My interest has always been in global public health and disaster response. The Oxford MSc in Global Health Sciences was therefore a great introduction to the public health training scheme for me. The flexibility of the training scheme meant that, as well as undertaking local placements (at a Primary Care Trust, the community engagement team of Oxfordshire County Council, and the local health protection unit), I could work in health protection and public health disaster preparedness at a national level and overseas. My placement with the Extreme Events team and the London chemical hazards team of Public Health England was a ‘National Treasure’ placement. These placements allow trainees from all over the country to undertake approved placements outside of their Deanery. It was good exposure to health protection work and we collaborated with the World Health Organization and the United Nations.
My academic placement involved 3 months at the Chinese University of Hong Kong, working on research and policy for humanitarian response to natural disasters. I also undertook a Thames Valley and Wessex Leadership Academy ‘Improving Global Health through Leadership Development’ fellowship, which involved 6 months as a public health registrar in the Western Cape province of South Africa. It was great to see how other countries do public health, allowing me a different perspective on the problems we face in public health in the UK. Having dedicated support to develop my leadership skills was also a good development opportunity.

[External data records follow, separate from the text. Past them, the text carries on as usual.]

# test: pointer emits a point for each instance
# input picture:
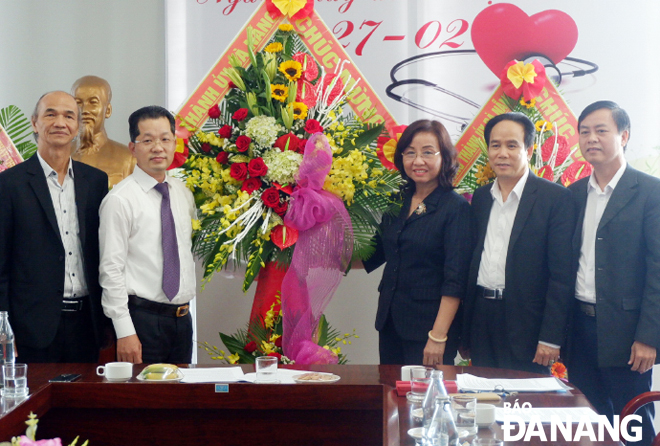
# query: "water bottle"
(436, 389)
(441, 430)
(7, 349)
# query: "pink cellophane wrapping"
(322, 254)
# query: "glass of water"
(266, 367)
(15, 380)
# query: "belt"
(489, 293)
(72, 304)
(588, 309)
(157, 307)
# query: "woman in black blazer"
(426, 249)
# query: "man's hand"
(433, 352)
(546, 355)
(642, 357)
(129, 349)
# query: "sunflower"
(274, 47)
(280, 92)
(299, 110)
(291, 69)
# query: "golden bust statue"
(93, 95)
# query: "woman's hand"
(433, 352)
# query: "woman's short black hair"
(447, 151)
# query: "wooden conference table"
(360, 409)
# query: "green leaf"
(19, 130)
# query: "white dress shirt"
(500, 223)
(130, 240)
(66, 213)
(597, 199)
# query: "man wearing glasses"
(147, 270)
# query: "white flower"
(282, 166)
(263, 130)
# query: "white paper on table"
(284, 376)
(212, 375)
(466, 381)
(544, 414)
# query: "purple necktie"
(171, 266)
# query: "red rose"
(251, 184)
(290, 139)
(257, 167)
(312, 126)
(240, 114)
(225, 131)
(250, 347)
(301, 146)
(214, 112)
(243, 143)
(281, 208)
(238, 171)
(270, 197)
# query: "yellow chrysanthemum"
(291, 70)
(280, 92)
(274, 47)
(528, 104)
(299, 110)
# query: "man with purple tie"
(147, 270)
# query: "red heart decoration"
(283, 236)
(503, 32)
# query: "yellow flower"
(279, 91)
(299, 110)
(527, 104)
(274, 47)
(520, 73)
(291, 69)
(540, 123)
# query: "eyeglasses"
(425, 155)
(149, 143)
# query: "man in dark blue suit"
(49, 251)
(520, 287)
(616, 325)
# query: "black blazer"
(427, 257)
(627, 266)
(32, 253)
(539, 283)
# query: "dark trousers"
(489, 343)
(608, 389)
(74, 341)
(164, 338)
(394, 350)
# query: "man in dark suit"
(49, 253)
(520, 287)
(616, 325)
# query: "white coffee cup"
(406, 374)
(485, 414)
(116, 371)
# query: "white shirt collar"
(48, 171)
(516, 191)
(593, 184)
(144, 180)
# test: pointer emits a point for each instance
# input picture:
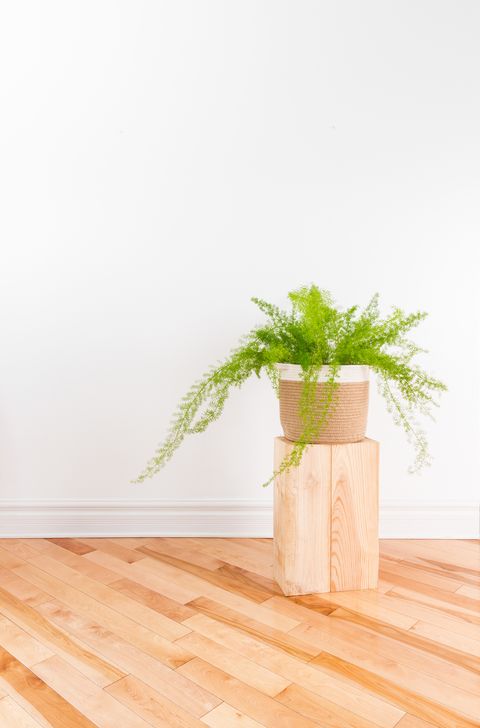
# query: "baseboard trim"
(220, 518)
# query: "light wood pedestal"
(326, 518)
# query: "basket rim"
(347, 373)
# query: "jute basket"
(347, 419)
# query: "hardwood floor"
(138, 632)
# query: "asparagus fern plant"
(315, 333)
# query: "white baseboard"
(240, 518)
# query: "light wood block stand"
(326, 518)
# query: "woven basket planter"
(347, 419)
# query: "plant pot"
(347, 418)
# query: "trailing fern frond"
(315, 333)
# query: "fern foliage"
(315, 333)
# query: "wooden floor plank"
(153, 707)
(153, 600)
(38, 696)
(222, 579)
(265, 710)
(321, 710)
(164, 585)
(455, 667)
(118, 601)
(20, 644)
(96, 704)
(114, 549)
(131, 660)
(13, 716)
(357, 700)
(125, 627)
(55, 639)
(227, 717)
(400, 695)
(230, 600)
(390, 668)
(286, 642)
(185, 549)
(186, 632)
(71, 544)
(235, 664)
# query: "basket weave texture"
(347, 418)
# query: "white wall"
(161, 162)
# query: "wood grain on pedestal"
(302, 520)
(326, 518)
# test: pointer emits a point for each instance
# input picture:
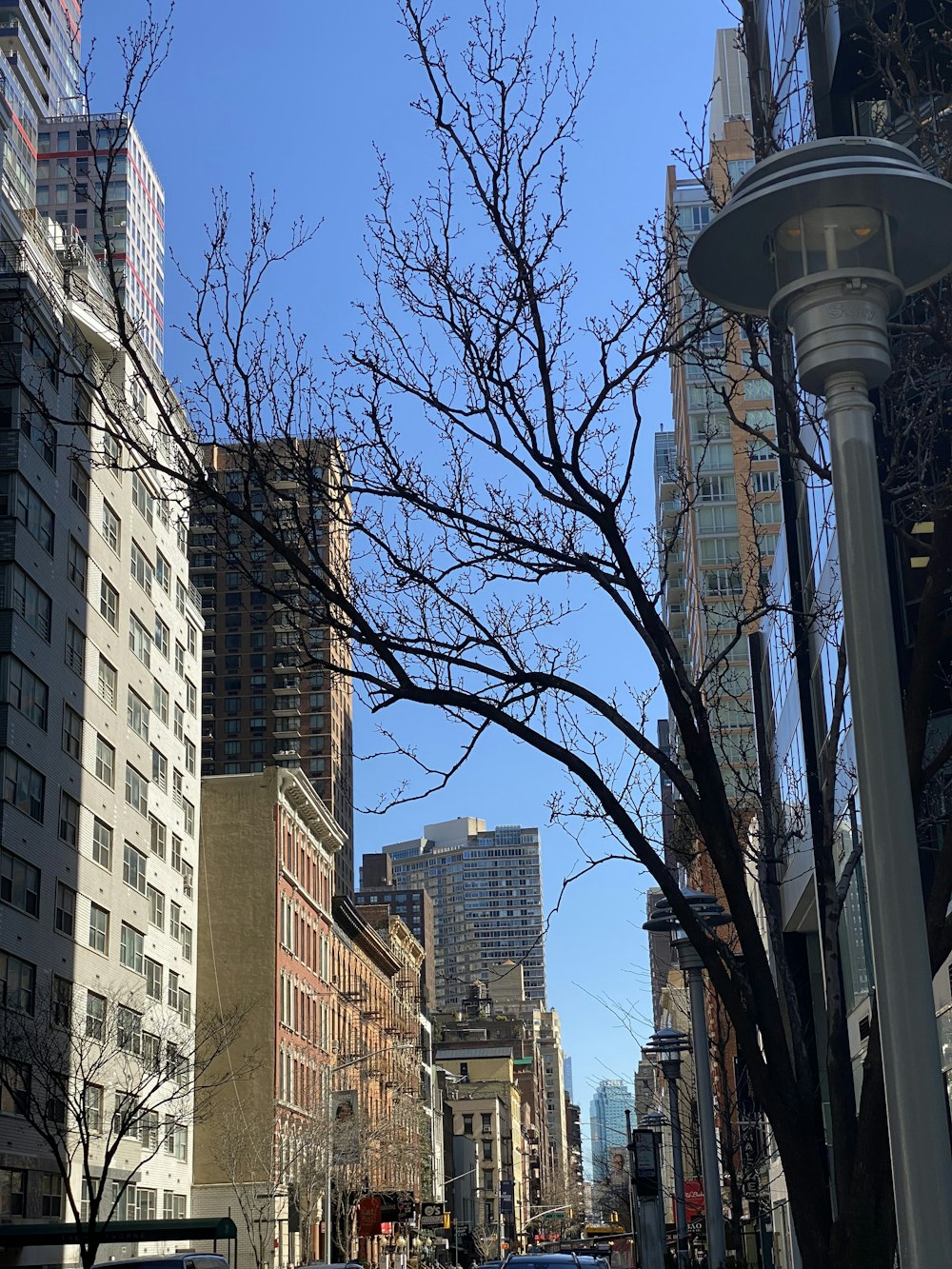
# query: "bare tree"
(476, 446)
(105, 1082)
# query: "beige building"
(333, 1018)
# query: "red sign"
(693, 1199)
(368, 1221)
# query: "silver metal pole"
(691, 963)
(681, 1218)
(916, 1100)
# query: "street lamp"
(828, 239)
(710, 914)
(668, 1044)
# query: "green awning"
(59, 1234)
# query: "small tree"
(106, 1084)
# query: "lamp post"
(710, 913)
(848, 228)
(651, 1210)
(668, 1044)
(331, 1073)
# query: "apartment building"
(268, 693)
(90, 163)
(41, 76)
(486, 891)
(334, 1006)
(99, 637)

My final year of the training scheme was spent working in the public health department of Médecins Sans Frontières (Doctors Without Borders) in London. This was where I had long wanted to be, so it was a dream come true to get the placement. Again I gained national and international experience of public health and learnt a lot about epidemiology, politics, advocacy and Ebola! When I finished the training scheme I remained with MSF, as their first ‘public health specialist’, and hope to be here for years to come.